Si l’on admet pour le passé la mesure de temps que fournit l’observation des époques modernes, six mille ans sont un minimum auquel on peut évaluer la période de civilisation représentée par notre famille de langues.


  1. Un vin agréable à boire. — Un conseil difficile à suivre. — Une offense impossible à pardonner. — En grec καλὸς ὁρᾶν, ἄξιος θαυμάσαι, ῥᾴδιον μαθεῖν. — En latin : mirabile visu, difficile dictu, etc.

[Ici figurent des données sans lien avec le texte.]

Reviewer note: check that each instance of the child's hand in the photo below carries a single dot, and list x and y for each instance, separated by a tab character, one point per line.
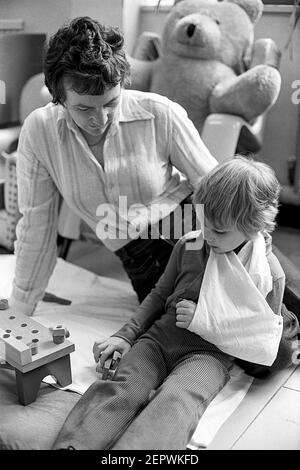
185	311
103	350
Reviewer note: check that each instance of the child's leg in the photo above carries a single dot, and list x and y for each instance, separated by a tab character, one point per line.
107	407
171	417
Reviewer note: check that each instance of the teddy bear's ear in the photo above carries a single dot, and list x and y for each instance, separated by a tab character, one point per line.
253	8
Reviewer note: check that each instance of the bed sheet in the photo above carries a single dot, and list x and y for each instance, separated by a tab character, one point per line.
99	307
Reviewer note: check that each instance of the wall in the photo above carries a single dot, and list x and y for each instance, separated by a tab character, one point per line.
40	16
282	125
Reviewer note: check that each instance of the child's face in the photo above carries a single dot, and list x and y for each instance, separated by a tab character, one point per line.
222	241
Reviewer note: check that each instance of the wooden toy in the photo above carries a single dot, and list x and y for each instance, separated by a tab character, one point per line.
110	366
29	349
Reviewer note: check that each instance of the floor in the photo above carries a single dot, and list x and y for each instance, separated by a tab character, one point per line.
269	417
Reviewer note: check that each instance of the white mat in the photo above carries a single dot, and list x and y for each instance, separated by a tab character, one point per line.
99	307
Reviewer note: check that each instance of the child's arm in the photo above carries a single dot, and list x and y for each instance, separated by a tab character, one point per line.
151	308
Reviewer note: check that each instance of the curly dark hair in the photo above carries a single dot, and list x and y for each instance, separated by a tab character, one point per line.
89	55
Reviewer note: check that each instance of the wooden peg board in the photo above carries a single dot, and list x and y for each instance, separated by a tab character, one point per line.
19	333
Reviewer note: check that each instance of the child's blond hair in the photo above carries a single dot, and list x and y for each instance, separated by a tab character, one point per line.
240	193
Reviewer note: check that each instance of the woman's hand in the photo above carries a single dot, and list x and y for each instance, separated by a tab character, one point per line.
185	311
102	350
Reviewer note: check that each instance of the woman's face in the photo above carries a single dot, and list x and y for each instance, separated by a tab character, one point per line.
93	113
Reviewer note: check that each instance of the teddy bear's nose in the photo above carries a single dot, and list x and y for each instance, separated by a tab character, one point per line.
190	30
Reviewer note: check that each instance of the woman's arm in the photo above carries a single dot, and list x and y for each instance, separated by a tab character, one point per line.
188	152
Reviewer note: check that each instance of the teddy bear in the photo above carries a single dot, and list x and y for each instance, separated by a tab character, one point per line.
207	60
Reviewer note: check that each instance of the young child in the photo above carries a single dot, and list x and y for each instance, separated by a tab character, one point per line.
168	374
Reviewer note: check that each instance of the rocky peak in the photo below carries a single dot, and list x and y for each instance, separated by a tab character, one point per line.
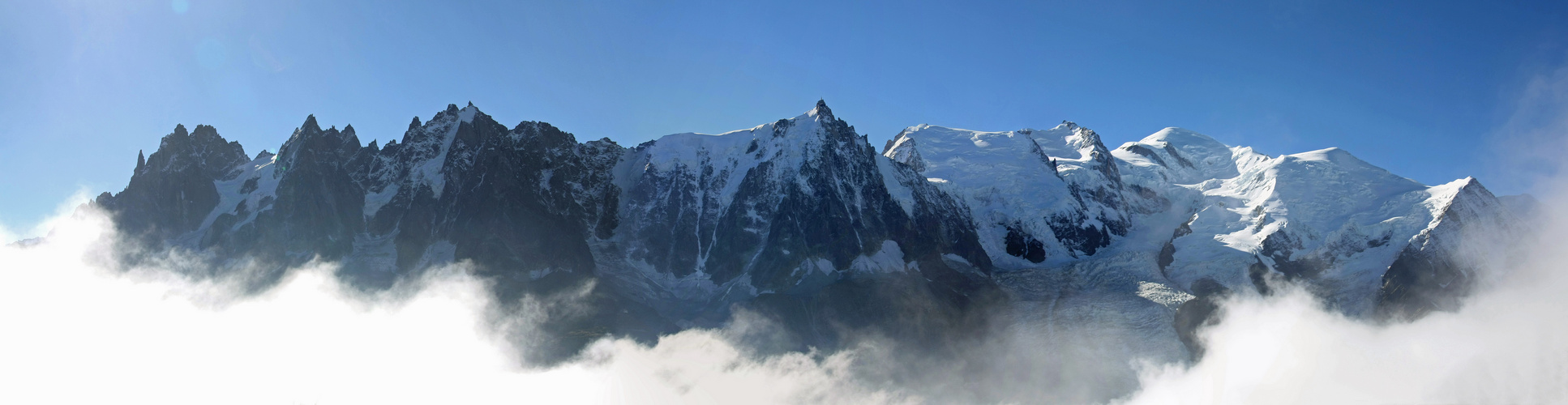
822	112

Cicéron (Ad Fam., IX, 25) nous donne en passant cet exemple de changement survenu dans le sens : Nunc ades ad imperandum, vel ad parendum potius : sic enim antiqui loquebantur.
  2. Infinitorum vis in nomen rei resolvitur. (Priscien.)
  3. Comparer, par exemple, frui et fructus, regere et regio, etc. Voir ci-dessous, le chapitre des mots abstraits.
  4. Cette explication des verbes allemands en ieren a été contestée récemment par M. Leo Wiener (American Journal of philology, 1895, p. 330). Ce savant pense qu’il en faut chercher l’origine dans les noms en ier, ierre, comme floitierre, « flûtier », d’où floitieren, « flûter ». Mais les faits ne paraissent guère d’accord avec cette explication. Les substantifs qu’il faut supposer manquent le plus souvent. En outre, nous voyons clairement deux désinences superposées dans les verbes comme condewieren, français conduire ; on a donc le droit l’admettre une superposition analogue pour les autres.
  5. On trouve déjà dans les Évangiles apocryphes : Θέλω ἵνα ἐπιβουλεύσωμεν. — Πρέπει ἵνα ἀποστείλωμεν.
  6. Encyclopédie d’Ersch et Gruber, III, t. XIII, p. 172.
  7. Voir Mém. Soc. ling., VII, 188.
  8. On pourrait encore citer, dans les langues slaves, la création du « Genre animé », qui repose sur une distinction morphologique entre les substantifs désignant les êtres doués de vie et ceux qui ne le sont pas. Cette distinction est venue après coup et grâce à un pur accident de la langue. Voir le travail d’A. Meillet, dans la Bibliothèque de l’École des hautes études.